La facciata della chiesa è divisa in due ordini. In quello inferiore si assiste al movimento alternato di lesene leggermente aggettanti e di riquadri concavi poggianti su una zoccolatura in pietra di Poltragno. Al centro, incorniciato entro un riquadro di pietra arenaria, vi è il portale a due battenti, opera di inizio Novecento dell’artigiano locale Giuseppe Selogni. Al centro dell’ordine superiore una finestra circolare inscritta all’interno di un riquadro è fiancheggiata da due nicchie con le statue di san Giuseppe e della Madonna. I due ordini sono, quindi, completati da un terza struttura sormontata da un timpano ricurvo nel cui centro è possibile osservare la targa marmorea con la dedica della chiesa a Maria Assunta. Il campanile a sezione quadrata è provvisto di un’ampia cella campanaria dove sono allogate le otto campane consacrate nel 1983.
Lo spazioso interno della chiesa, a navata unica, scandito da lesene termina in un lungo, articolato presbiterio; alla ricca decorazione della volta concorsero, nel 1903, Giovanni Ferraboschi per le parti decorative e Rodolfo e Luigi Gambini per le figure della navata e del presbiterio. Nella navata è notevole l’altare laterale in marmo nero intarsiato dedicato alla Madonna del Rosario: è possibile che sia stato realizzato per la chiesa del 1724. Le statue laterali in marmo, di San Domenico e Santa Caterina, sinuose e raffinate, suggeriscono la presenza della bottega dei Fantoni, che stipularono un contratto per l’altare nel 1763. La statua della Madonna, del 1925, è opera dell’artista Virgilio Vavassori.
Il presbiterio si compone di corpi architettonici di varie epoche e occupa il presbiterio precedente alla ricostruzione del 1724 e parte della navata settecentesca. Nella volta sopra l’altare, l’affresco dell’Incoronazione della Vergine venne realizzato all’inizio del ‘600 e pare risentire della cultura artistica del Malosso. Alla chiesa più antica appartiene anche la pala sul fondo dell’abside, una grande Assunzione della Vergine dipinta da Riccardo Simoncelli nel 1711.

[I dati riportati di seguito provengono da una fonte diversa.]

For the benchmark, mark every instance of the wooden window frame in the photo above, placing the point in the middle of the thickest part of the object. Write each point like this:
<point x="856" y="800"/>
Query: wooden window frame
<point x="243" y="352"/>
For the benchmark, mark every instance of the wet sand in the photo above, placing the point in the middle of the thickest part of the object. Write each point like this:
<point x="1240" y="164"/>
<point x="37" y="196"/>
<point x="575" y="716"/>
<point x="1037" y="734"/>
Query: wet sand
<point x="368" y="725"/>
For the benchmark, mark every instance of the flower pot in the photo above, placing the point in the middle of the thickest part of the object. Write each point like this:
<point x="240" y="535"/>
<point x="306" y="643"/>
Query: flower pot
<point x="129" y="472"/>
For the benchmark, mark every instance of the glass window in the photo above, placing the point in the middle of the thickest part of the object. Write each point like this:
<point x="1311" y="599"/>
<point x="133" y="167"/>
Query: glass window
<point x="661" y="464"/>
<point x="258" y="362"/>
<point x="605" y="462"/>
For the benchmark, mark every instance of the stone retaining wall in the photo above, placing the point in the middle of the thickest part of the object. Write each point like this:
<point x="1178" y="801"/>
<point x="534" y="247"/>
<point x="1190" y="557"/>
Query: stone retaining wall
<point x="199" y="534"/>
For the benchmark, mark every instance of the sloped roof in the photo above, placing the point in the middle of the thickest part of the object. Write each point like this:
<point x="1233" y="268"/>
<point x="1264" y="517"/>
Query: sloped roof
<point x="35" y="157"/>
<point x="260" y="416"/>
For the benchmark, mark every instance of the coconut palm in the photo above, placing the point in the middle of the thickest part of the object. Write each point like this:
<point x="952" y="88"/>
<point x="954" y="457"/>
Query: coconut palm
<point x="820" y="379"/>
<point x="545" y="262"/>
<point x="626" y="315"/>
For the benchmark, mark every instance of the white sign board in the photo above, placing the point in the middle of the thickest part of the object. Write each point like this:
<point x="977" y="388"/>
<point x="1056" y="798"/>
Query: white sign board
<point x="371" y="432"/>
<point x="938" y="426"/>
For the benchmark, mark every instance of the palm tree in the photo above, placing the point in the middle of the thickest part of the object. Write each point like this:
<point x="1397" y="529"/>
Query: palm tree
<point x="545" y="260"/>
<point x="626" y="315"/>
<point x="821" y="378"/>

L’altare maggiore è un’opera di notevole pregio, e presenta gli elementi dell’altare realizzato nel ‘700 in un adattamento compiuto forse intorno al 1878. Lo sportello del tabernacolo in argento, dorato (?) e sbalzato raffigura Cristo risorto che appare ai santi Pietro e Paolo ed è firmato da Domenico Arici nel 1749, data a cui risalgono anche la tribuna – o ciborio – e i gradini intarsiati sopra la mensa, che possono essere attribuiti alla bottega bresciana di Vincenzo Baroncini. Intorno al 1749 si collocano anche i due splendidi Angeli laterali di Alessandro Calegari.
Alla chiesa settecentesca appartiene anche l’affresco con la Madonna col Bambino e i santi Antonio, Bernardino e Fermo, entro una cornice in stucco. Il dipinto forse faceva parte di un altare laterale dedicato a sant’Antonio di Padova, come suggeriscono le storie dipinte attorno all’ancona. Il contesto stilistico rimanda all’ambito bergamasco dei pittori di ascendenza tiepolesca, come, per esempio, Giovanni Raggi.